The magnitude of the COVID-19 pandemic underscores the urgency for a safe and effective vaccine. Many vaccine candidates focus on the Spike protein, as it is targeted by neutralizing antibodies and plays a key role in viral entry. Here we investigate the diversity seen in severe acute respiratory syndrome coronavirus 2 (SARS-CoV-2) sequences and compare it to the sequence on which most vaccine candidates are based. Using 18,514 sequences, we perform phylogenetic, population genetics, and structural bioinformatics analyses. We find limited diversity across SARS-CoV-2 genomes: Only 11 sites show polymorphisms in >5% of sequences; yet two mutations, including the D614G mutation in Spike, have already become consensus. Because SARS-CoV-2 is being transmitted more rapidly than it evolves, the viral population is becoming more homogeneous, with a median of seven nucleotide substitutions between genomes.

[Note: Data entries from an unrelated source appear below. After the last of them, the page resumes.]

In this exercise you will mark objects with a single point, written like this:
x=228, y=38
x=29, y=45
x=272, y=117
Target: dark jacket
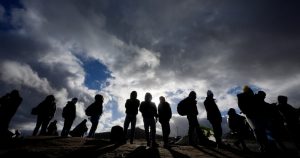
x=69, y=111
x=212, y=110
x=132, y=106
x=191, y=106
x=289, y=113
x=246, y=103
x=148, y=109
x=164, y=112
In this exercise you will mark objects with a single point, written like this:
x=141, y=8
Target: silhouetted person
x=132, y=107
x=80, y=129
x=9, y=105
x=45, y=112
x=164, y=115
x=52, y=129
x=253, y=107
x=95, y=111
x=238, y=125
x=214, y=117
x=69, y=114
x=190, y=104
x=149, y=113
x=291, y=117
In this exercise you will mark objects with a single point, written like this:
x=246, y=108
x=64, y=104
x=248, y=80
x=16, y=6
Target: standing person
x=45, y=112
x=190, y=105
x=8, y=107
x=95, y=111
x=164, y=115
x=238, y=126
x=132, y=106
x=52, y=129
x=214, y=117
x=69, y=114
x=149, y=113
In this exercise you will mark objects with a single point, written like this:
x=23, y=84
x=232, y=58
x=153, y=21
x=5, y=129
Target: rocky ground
x=57, y=147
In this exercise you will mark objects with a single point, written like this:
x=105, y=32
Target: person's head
x=148, y=97
x=282, y=99
x=261, y=94
x=231, y=112
x=193, y=95
x=14, y=93
x=133, y=95
x=99, y=98
x=162, y=99
x=248, y=90
x=74, y=100
x=210, y=94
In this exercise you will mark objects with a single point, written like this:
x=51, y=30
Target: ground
x=57, y=147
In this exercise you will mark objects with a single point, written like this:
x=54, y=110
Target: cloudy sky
x=78, y=48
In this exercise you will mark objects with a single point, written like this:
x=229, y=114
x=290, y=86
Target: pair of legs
x=41, y=121
x=194, y=124
x=165, y=125
x=259, y=126
x=150, y=136
x=217, y=128
x=67, y=127
x=94, y=120
x=130, y=119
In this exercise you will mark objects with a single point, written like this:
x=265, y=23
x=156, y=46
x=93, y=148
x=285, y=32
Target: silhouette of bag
x=181, y=109
x=34, y=111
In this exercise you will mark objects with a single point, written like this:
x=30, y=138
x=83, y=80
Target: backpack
x=181, y=109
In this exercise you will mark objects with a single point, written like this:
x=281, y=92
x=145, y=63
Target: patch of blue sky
x=8, y=5
x=97, y=74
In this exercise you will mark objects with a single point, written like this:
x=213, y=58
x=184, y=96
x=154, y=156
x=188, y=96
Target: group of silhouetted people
x=264, y=120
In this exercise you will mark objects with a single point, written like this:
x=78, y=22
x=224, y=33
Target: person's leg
x=191, y=130
x=67, y=126
x=37, y=126
x=217, y=131
x=166, y=131
x=153, y=131
x=133, y=122
x=146, y=126
x=126, y=124
x=94, y=121
x=45, y=123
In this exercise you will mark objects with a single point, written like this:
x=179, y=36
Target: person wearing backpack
x=45, y=112
x=189, y=105
x=95, y=111
x=149, y=113
x=132, y=107
x=69, y=114
x=164, y=115
x=214, y=117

There is evidence of purifying selection but little evidence of diversifying selection, with substitution rates comparable across structural versus nonstructural genes. Finally, the Wuhan-Hu-1 reference sequence for the Spike protein, which is the basis for different vaccine candidates, matches optimized vaccine inserts, being identical to an ancestral sequence and one mutation away from the consensus. While the rapid spread of the D614G mutation warrants further study, our results indicate that drift and bottleneck events can explain the minimal diversity found among SARS-CoV-2 sequences. These findings suggest that a single vaccine candidate should be efficacious against currently circulating lineages.